To me making that argument kind of signals that no-knock warrants shouldn't be a thing at all if you accept that an innocent would die either way because it's so fucked up....and on top of that the cops still clearly caused this by lying because this isn't a case of good warrant vs bad warrant - this is a case of bad warrant vs no warrant and Breonna still being alive.
I think the legal principle here is that of a superseding cause. The case law on this matter is really complex and I, as someone who is NOT a lawyer, cannot comment on the merit of the judge's decision. However, the case described in that Wikipedia article is illustrative:
if a defendant had carelessly spilled gasoline near a pile of cigarette butts in an alley behind a bar, the fact that a bar patron later carelessly threw a cigarette butt into the gasoline would be deemed a foreseeable intervening cause, and would not absolve the defendant of tort liability. However, if the bar patron intentionally threw the cigarette butt into the gasoline because he wanted to see it ignite, this intentional act would likely be deemed unforeseeable, and therefore superseding.

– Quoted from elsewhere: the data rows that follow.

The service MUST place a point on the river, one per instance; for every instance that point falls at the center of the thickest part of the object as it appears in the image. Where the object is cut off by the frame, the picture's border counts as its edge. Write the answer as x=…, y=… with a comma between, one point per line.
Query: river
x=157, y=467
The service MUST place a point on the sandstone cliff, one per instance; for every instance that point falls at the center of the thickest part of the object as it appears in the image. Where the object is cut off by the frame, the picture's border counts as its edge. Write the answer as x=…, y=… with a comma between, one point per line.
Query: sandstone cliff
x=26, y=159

Wow that hurt my head. I read the rest of the Wikipedia page and I think I understand, but damn, I’ll need to read the judge’s full opinion to see just how creatively he applied that principle. Tort law is not for me.
That’s an awfully misleading situation. They state that her boyfriend’s gunshot caused her death, which I think most people would reasonably interpret to mean that her boyfriend shot her in the moment, but what they really mean is that if he hadn’t opened fire on police officers entering their home without prior warning, they wouldn’t have returned fire and killed her.

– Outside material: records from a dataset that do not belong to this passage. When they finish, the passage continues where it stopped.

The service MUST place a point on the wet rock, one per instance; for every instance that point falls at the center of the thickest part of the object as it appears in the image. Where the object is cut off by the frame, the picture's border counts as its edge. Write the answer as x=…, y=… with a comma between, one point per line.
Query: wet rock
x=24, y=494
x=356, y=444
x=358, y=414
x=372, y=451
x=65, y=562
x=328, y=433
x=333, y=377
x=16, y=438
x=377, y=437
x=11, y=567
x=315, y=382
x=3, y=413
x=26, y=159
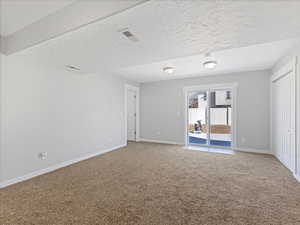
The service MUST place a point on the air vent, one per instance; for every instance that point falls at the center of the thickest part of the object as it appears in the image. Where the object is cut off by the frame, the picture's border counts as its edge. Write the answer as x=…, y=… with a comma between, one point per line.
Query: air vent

Edit: Never mind, I found it. Note that this is the newspaper's phrasing. Apparently what the judge actually wrote is more technical and less misleading:
In his ruling, Judge Simpson wrote that the gunshot fired by Walker "became the proximate, or legal, cause of Taylor's death."

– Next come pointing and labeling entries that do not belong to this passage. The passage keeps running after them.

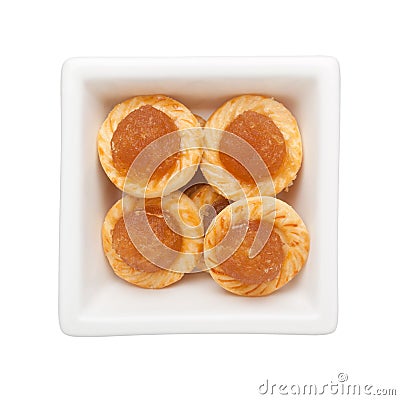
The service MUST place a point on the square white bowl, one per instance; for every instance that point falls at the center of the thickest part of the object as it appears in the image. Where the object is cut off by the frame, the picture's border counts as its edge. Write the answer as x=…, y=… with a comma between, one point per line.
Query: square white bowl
x=92, y=300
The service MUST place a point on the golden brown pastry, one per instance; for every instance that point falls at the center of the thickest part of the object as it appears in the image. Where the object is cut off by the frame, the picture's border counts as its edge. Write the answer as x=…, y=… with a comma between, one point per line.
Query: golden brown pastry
x=204, y=195
x=276, y=235
x=210, y=203
x=200, y=120
x=167, y=234
x=269, y=128
x=136, y=123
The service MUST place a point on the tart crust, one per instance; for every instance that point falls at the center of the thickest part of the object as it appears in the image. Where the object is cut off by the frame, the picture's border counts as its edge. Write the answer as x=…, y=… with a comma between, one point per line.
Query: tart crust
x=286, y=223
x=190, y=138
x=211, y=163
x=191, y=248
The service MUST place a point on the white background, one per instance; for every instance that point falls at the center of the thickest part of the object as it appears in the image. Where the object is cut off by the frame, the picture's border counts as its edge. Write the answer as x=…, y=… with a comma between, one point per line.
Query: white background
x=40, y=362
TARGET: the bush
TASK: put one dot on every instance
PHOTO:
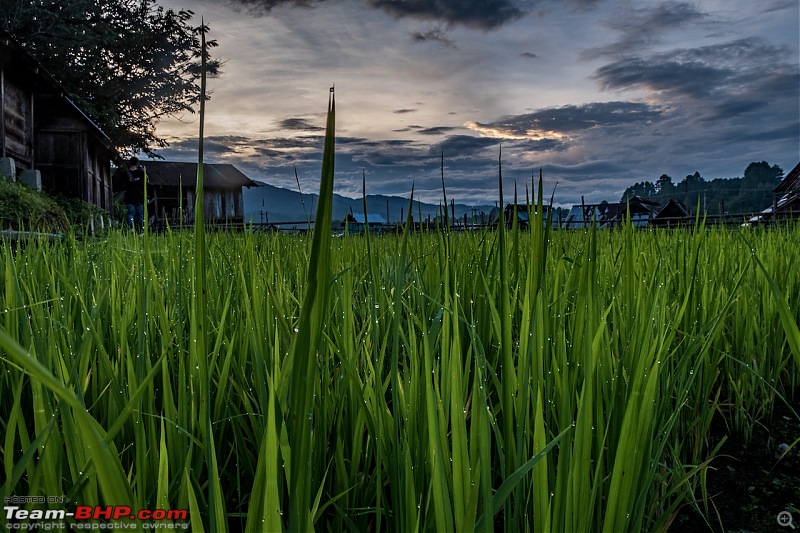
(23, 208)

It’s still the same concept. The exciting incident is breaking and entering by the cops. Judge is still stating them entering illegally is not the cause which it is.
They state that her boyfriend’s gunshot caused her death, which I think most people would reasonably interpret to mean that her boyfriend shot her in the moment, but what they really mean is that if he hadn’t opened fire on police officers entering their home without prior warning, they wouldn’t have returned fire and killed her.
Holy shit that's beyond fucked. How can a judge rule that?
edit: Oh nvm, I just saw who appointed that judge, wow.
That’s amazing. The bullet that struck the victim was not the cause of death, but the bullet before?
So if an LAPD officer goes to raid someone’s home, and a gangster kills a bystander, the officer is responsible? If he hadn’t gone out for the raid, the gangster would not have fired the weapon?
Wait but if the officers in Taylor’ case didn’t show up to the door, her boyfriend wouldn’t have fired the bullet. So it’s the police fault
Charges dismissed does not mean he was found not guilty. They could charge him again. Given what we know, the cops fucked this up. No-knock raids are a death sentence.
I read this and I was not surprise because since October they have been blaming Hamas for the genocide in Gaza, and it seems this form of gaslighting is engrave in USA politics.